FNLP 2014: Lecture 2: Introduction to working with corpora

Henry S. Thompson
17 January 2014
Creative CommonsAttributionShare Alike

1. Working with corpora: preliminaries

Platform and format are pervasive, irritating, issues:

Most early academic work was done with line-oriented data on UN*X

This had the advantage of being fast (~500ms for ~120000 words on a 2GHz machine).

But wasn't very portable

And was very vulnerable to variations in corpus format

[Who uses what platform?]

2. Using NLTK for corpus work

NLTK is an Open Source effort (see http://www.nltk.org/), backed up with a book Natural Language Processing: Analyzing Text with Python and the Natural Language Toolkit, by Bird, Klein and Loper.

We'll mostly use NLTK to get around the platform and format issues:

It's not as fast as custom C-code, but fast enough for our purposes.

Let's look at our Jane Austen example using NLTK:

from nltk.book import *
len(text2)
text2[:60]
f=FreqDist(text2)
f
len(f)
f.items()[:50]
g=FreqDist(x.lower() for x in text2)
g
len(g)
g.items()[:50]
g.plot(50)
h=FreqDist(x.lower() for x in text2 if x[0].lower().isalpha())
len(h)
h.items()[:50]
h.plot(50)

This is the first of many examples we'll see of Zipf's Law: the frequency of items in natural language falls off exponentially.
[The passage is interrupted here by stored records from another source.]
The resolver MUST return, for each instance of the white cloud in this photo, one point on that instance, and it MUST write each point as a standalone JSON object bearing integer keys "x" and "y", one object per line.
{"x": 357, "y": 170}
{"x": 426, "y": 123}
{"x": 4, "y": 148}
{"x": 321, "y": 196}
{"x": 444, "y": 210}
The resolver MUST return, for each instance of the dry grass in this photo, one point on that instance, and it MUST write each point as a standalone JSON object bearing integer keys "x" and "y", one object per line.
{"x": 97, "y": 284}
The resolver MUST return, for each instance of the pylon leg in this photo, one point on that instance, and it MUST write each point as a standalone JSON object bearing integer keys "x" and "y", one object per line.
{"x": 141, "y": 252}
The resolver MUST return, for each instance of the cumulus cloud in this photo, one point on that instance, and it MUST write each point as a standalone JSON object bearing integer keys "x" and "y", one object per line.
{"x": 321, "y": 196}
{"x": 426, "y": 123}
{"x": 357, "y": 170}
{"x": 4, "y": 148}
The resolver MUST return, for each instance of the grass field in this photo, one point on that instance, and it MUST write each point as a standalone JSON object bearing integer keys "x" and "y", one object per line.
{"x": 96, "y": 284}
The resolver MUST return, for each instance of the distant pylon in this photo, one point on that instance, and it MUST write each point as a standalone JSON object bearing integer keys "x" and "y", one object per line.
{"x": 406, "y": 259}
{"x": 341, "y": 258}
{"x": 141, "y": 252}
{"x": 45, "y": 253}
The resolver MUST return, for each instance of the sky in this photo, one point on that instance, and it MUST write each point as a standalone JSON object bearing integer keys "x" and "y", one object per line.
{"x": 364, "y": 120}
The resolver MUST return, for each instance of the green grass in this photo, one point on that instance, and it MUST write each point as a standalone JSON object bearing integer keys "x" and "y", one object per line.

3. One concrete benefit of NLTK

Note that NLTK and the simple command line tools disagree about the word counts

This is because NLTK does a better job of tokenisation

We can get some idea of where UN*X is going wrong. . .

egrep -i '[^ a-zA-Z]the ' austen-sense.txt | less

And then improve it:

tr -s ' "-' '\012' < austen-sense.txt | tr A-Z a-z | sort
| uniq -c | sort -nr | less

That get's us close for 'the', but still way out for 'to'. . .

4. A very brief history of corpus

The word corpus is just Latin for 'body'.

So a corpus is just a body of text (or speech or ...).

We'll use the word to mean a collection of (possibly annotated) language in machine-processable form.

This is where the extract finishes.